The city had been devastated by a magnitude nine earthquake – a magnitude so powerful it made the earth wobble on its axis – and subsequent tsunami that killed more than 170,000 people.

Among those he treated was a 12-year-old boy who had breathing difficulties from pneumonia.

“He used all his strength in his tiny body just to breathe,” Ken says.

“But despite the use of modern medicine including antibiotic, ventolin and oxygen, he deteriorated.

“At the time, the working conditions and resources in Aceh were difficult and stretched, unlike here where we have a specialised teams, the best equipment and resources.

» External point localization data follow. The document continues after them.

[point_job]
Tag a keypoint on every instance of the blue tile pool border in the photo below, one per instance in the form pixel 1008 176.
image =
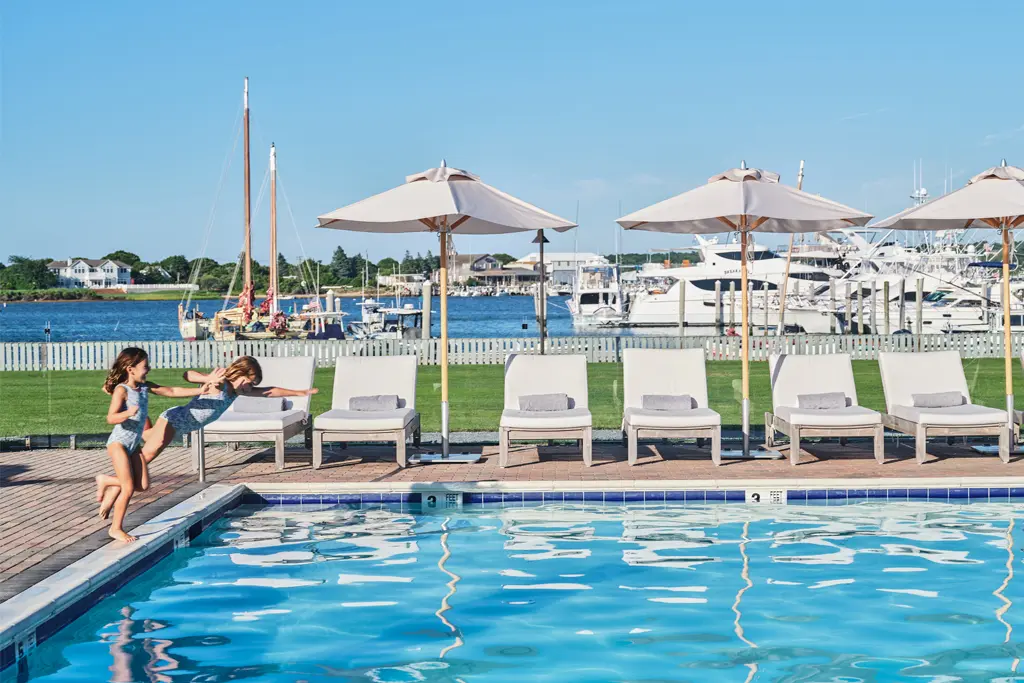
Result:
pixel 617 497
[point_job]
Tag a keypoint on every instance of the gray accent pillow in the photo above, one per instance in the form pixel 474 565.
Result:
pixel 657 401
pixel 544 402
pixel 937 399
pixel 820 401
pixel 258 404
pixel 374 403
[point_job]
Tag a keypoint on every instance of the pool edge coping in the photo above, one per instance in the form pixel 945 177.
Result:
pixel 105 569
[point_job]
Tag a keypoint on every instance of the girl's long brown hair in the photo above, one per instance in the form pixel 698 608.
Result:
pixel 245 366
pixel 127 358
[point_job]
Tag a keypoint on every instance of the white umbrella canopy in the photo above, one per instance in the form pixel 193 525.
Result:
pixel 443 196
pixel 722 204
pixel 744 200
pixel 992 199
pixel 443 200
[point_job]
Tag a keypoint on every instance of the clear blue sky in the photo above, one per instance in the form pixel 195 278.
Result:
pixel 117 117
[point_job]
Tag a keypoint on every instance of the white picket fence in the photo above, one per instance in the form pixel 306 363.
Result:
pixel 181 354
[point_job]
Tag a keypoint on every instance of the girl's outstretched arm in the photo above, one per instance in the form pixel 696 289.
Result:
pixel 174 392
pixel 195 377
pixel 276 392
pixel 115 415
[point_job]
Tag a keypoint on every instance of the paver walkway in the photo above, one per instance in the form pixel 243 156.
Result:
pixel 48 511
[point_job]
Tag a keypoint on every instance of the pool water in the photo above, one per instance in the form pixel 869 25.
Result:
pixel 867 592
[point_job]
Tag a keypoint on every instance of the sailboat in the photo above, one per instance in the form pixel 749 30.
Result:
pixel 245 319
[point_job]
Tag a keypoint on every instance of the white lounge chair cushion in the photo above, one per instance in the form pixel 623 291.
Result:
pixel 695 417
pixel 239 423
pixel 968 415
pixel 250 404
pixel 660 401
pixel 850 416
pixel 570 419
pixel 341 421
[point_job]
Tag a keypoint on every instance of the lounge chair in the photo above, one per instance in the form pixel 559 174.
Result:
pixel 275 425
pixel 911 381
pixel 668 373
pixel 805 390
pixel 532 378
pixel 371 376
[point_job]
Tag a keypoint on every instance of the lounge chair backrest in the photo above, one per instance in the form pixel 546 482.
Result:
pixel 928 372
pixel 793 376
pixel 526 375
pixel 289 373
pixel 671 372
pixel 373 376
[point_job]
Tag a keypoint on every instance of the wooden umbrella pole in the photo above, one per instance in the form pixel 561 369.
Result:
pixel 1007 336
pixel 443 314
pixel 744 339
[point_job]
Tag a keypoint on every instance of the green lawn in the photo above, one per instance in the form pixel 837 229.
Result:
pixel 73 402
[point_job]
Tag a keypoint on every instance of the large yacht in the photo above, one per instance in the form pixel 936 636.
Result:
pixel 657 302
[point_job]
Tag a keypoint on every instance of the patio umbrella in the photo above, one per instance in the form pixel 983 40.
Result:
pixel 443 201
pixel 991 199
pixel 744 200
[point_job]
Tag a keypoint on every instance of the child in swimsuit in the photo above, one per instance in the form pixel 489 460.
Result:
pixel 241 379
pixel 129 414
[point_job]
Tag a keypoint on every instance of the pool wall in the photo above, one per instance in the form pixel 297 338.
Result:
pixel 40 611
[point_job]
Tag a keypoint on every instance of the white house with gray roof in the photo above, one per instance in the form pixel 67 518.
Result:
pixel 94 273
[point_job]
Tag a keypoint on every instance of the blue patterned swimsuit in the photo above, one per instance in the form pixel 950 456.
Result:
pixel 199 412
pixel 129 432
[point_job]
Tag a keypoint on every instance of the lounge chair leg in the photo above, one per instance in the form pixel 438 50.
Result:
pixel 317 449
pixel 399 447
pixel 880 444
pixel 503 447
pixel 279 451
pixel 921 444
pixel 631 451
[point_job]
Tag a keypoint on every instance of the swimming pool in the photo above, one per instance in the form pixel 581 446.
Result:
pixel 865 592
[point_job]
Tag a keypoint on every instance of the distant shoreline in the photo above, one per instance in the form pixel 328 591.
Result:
pixel 15 297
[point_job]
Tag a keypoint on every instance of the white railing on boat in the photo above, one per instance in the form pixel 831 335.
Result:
pixel 182 354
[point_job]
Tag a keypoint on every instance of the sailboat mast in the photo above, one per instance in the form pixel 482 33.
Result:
pixel 272 287
pixel 248 285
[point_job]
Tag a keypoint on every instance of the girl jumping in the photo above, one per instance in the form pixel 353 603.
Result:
pixel 241 379
pixel 128 413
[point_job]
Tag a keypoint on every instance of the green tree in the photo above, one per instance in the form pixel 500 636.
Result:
pixel 125 257
pixel 341 265
pixel 387 266
pixel 177 267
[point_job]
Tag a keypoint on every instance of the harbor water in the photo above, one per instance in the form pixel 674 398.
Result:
pixel 157 321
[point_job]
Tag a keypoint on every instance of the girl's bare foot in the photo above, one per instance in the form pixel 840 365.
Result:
pixel 118 535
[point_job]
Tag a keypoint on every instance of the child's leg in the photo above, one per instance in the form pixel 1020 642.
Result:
pixel 122 467
pixel 140 471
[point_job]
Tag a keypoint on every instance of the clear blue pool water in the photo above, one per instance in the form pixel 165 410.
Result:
pixel 869 592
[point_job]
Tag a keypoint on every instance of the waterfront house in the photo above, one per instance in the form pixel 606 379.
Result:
pixel 93 273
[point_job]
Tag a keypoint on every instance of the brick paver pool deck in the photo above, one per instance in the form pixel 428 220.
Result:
pixel 48 512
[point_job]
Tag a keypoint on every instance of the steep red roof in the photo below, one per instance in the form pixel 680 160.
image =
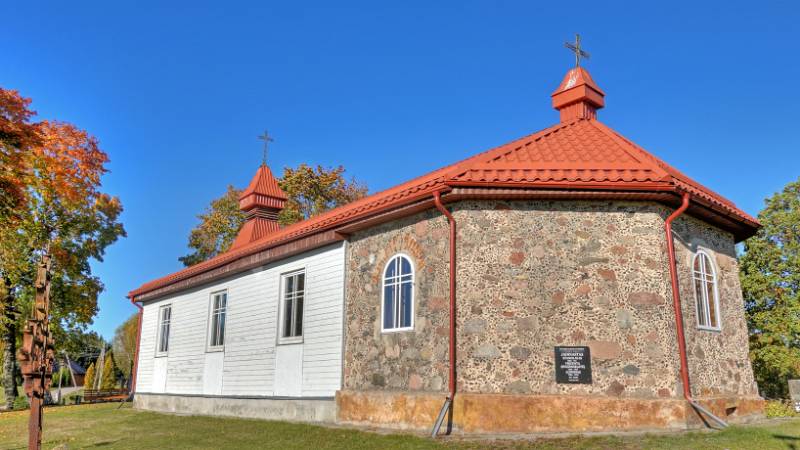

“They didn’t have that luxury, and after much consultation with my colleagues we made the decision to make the patient as comfortable as possible, and he died that night.”

At Westmead Hospital, Ken works with a team that tackles some of the most serious traumas in the state, many of them the result of boating or vehicle accidents.

He describes his colleagues as “dedicated, specialised and caring”.

“Each day, we are unsure of what we’re going to receive or expect,” he says.

“It’s rewarding when, as a team, you work long and hard on treating a trauma patient and they recover, but it’s difficult when they don’t survive and I speak to the family and relatives.

“Those talks are something that you don’t get over easily.”

Ken is also an acute medical consultant to oral health, and plays an important and long-standing role as MC and organiser in the annual award-winning bstreetsmart youth road forum, which educates young drivers about the importance of road safety by using real-life, graphic examples of the consequences of dangerous driving.